Juli Zehs „Gebrauchsanweisung für Pferde“ : Fundiertes Sachbuch mit Spaß am Lesen
Frauen können ein Leben lang ein Pferdemädchen bleiben – wie die Queen. Auch Juli Zeh ist so ein Fall. In «Unterleuten», ihrem Roman über das moderne Landleben, klingt das schon an.
Der Pferdefrauen-Mann Frederik sucht darin im Internet beim „Rossfrauenforum“ nach Überlebensstrategien. Wie wird man damit fertig, wenn im Leben einer Frau so gut wie nichts so wichtig ist wie ein Hengst namens Bergamotte? Das Konzept heißt „distanzierte Anteilnahme“. Also in etwa: interessiert sein, aber nicht heucheln und sich an den Stallgeruch der Frau gewöhnen.

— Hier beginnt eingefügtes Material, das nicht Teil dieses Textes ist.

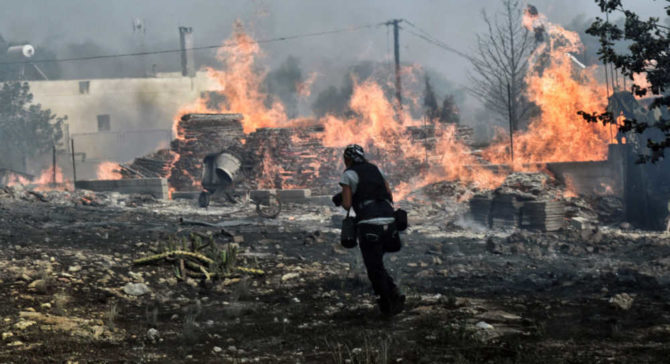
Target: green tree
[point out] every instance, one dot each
(26, 130)
(648, 53)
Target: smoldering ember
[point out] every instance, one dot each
(180, 204)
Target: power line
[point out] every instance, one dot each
(135, 54)
(433, 40)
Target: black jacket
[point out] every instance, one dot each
(371, 199)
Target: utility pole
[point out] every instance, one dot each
(511, 123)
(53, 166)
(396, 51)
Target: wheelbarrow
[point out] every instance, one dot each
(219, 172)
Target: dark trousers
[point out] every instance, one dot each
(372, 240)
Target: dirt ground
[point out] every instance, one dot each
(573, 296)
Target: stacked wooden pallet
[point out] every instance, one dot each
(505, 211)
(543, 215)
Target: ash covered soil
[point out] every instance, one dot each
(472, 296)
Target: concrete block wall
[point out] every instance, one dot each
(285, 196)
(589, 178)
(157, 187)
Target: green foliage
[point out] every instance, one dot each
(648, 45)
(26, 130)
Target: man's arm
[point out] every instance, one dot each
(388, 189)
(346, 197)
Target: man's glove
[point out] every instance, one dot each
(337, 199)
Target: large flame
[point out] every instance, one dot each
(558, 134)
(560, 90)
(239, 86)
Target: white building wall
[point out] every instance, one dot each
(141, 111)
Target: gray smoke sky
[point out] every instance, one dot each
(108, 23)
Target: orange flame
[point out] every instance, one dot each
(570, 188)
(558, 134)
(109, 171)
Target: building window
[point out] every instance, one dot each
(84, 86)
(104, 123)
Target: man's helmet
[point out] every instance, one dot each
(355, 153)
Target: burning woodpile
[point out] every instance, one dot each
(281, 158)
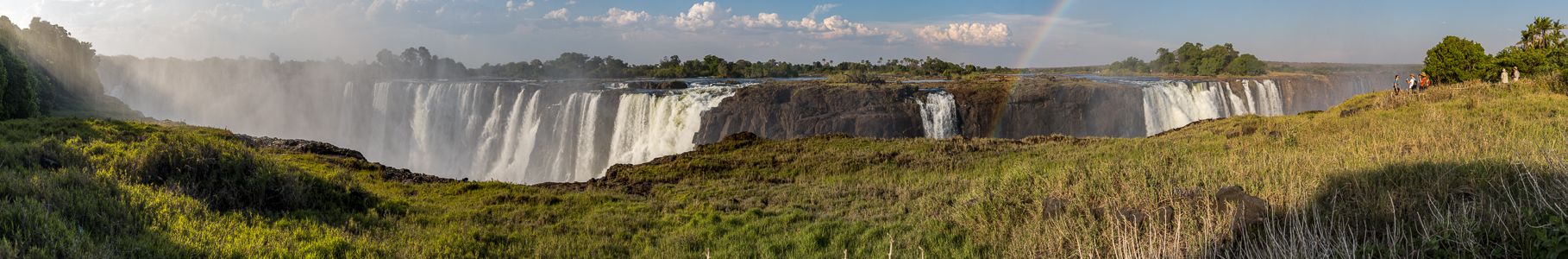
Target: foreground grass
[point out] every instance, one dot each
(1460, 172)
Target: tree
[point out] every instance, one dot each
(17, 98)
(1214, 60)
(1163, 59)
(1249, 65)
(1188, 57)
(1543, 34)
(1458, 60)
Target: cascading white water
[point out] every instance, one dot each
(648, 126)
(1175, 104)
(500, 130)
(938, 115)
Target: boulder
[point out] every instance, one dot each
(298, 147)
(1245, 209)
(657, 85)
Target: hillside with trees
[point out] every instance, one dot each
(1194, 60)
(573, 65)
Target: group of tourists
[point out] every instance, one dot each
(1413, 82)
(1515, 74)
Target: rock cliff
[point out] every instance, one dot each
(803, 109)
(1046, 105)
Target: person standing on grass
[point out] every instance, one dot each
(1424, 82)
(1396, 84)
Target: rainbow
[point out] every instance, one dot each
(1050, 22)
(1044, 32)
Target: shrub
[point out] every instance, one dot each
(1458, 60)
(855, 78)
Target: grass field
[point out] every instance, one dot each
(1466, 170)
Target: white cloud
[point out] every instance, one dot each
(762, 21)
(273, 3)
(519, 7)
(820, 9)
(968, 35)
(617, 17)
(701, 16)
(557, 15)
(837, 27)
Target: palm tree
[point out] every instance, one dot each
(1542, 34)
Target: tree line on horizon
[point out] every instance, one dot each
(1194, 60)
(1542, 49)
(573, 65)
(44, 69)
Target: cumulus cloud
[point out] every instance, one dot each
(837, 27)
(617, 17)
(266, 3)
(557, 15)
(701, 16)
(820, 9)
(519, 7)
(968, 35)
(762, 21)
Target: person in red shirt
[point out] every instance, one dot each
(1424, 82)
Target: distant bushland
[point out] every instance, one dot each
(1194, 60)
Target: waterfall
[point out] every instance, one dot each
(938, 115)
(1169, 104)
(653, 124)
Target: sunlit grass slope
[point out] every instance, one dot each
(1458, 172)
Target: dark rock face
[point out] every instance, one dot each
(300, 147)
(1050, 105)
(803, 109)
(398, 174)
(1305, 93)
(657, 85)
(1245, 209)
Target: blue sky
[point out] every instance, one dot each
(977, 32)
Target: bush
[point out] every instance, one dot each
(1458, 60)
(1249, 65)
(17, 88)
(855, 78)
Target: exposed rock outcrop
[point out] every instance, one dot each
(300, 147)
(1046, 105)
(657, 85)
(803, 109)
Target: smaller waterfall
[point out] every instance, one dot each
(1171, 104)
(939, 115)
(655, 124)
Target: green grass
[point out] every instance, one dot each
(1460, 172)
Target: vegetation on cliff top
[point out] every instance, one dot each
(1540, 51)
(1460, 170)
(1194, 60)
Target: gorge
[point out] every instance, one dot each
(571, 130)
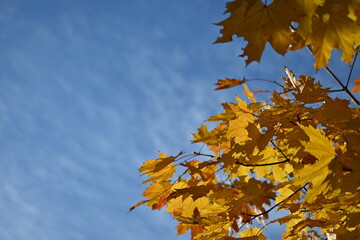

Juli Zehs „Gebrauchsanweisung für Pferde“ ist ein fundiertes Sachbuch, das über weite Strecken auch den Lesern und Leserinnen Spaß macht, die in ihrem Leben noch keine Hufe ausgekratzt haben. Das liegt daran, dass Juli Zeh zugleich unterhalten und analysieren kann. Man lernt, was ein „TT“ ist – ein „Turniertrottel“, der Frauen die Ausrüstung hinterherträgt. Oder welche Farben es bei Pferden gibt und wo auf dem Pferderücken die Kruppe liegt. Wichtige Lektion: Pferdemädchen sind nicht zimperlich. „Gerade am Anfang fällt man häufig runter. Das ist gewiss nichts für Heulsusen.“
Das Buch ist auch „Pferdisch für Anfänger“. Es erzählt viel über Menschen, die Tiere und das Schreiben. Was einen nicht interessiert, kann man überblättern. Dann verpasst man aber vielleicht Pferdephilosophie, etwa, darüber nachzudenken, wie sich Pferde und Menschen unterscheiden – im Leben im Hier und Jetzt. „Anders als bei vielen Menschen kreist bei ihnen kein unkontrolliert ratternder Verstand ständig ums Hätte-Wäre-Würde.“
Getrödelt wird nicht
Zehs Pensum ist fast einschüchternd. Die Volljuristin und promovierte Völkerrechtlerin hat nach dem Bestseller „Unterleuten“ von 2016 bis heute gleich zwei weitere Romane veröffentlicht. Gerade wurde die 44-Jährige zur ehrenamtlichen Richterin am Verfassungsgericht des Landes Brandenburg gewählt. Und sie ist ausgebildete Pferdeverhaltenstherapeutin. Sie könnte also auch mit Pferden Geld verdienen.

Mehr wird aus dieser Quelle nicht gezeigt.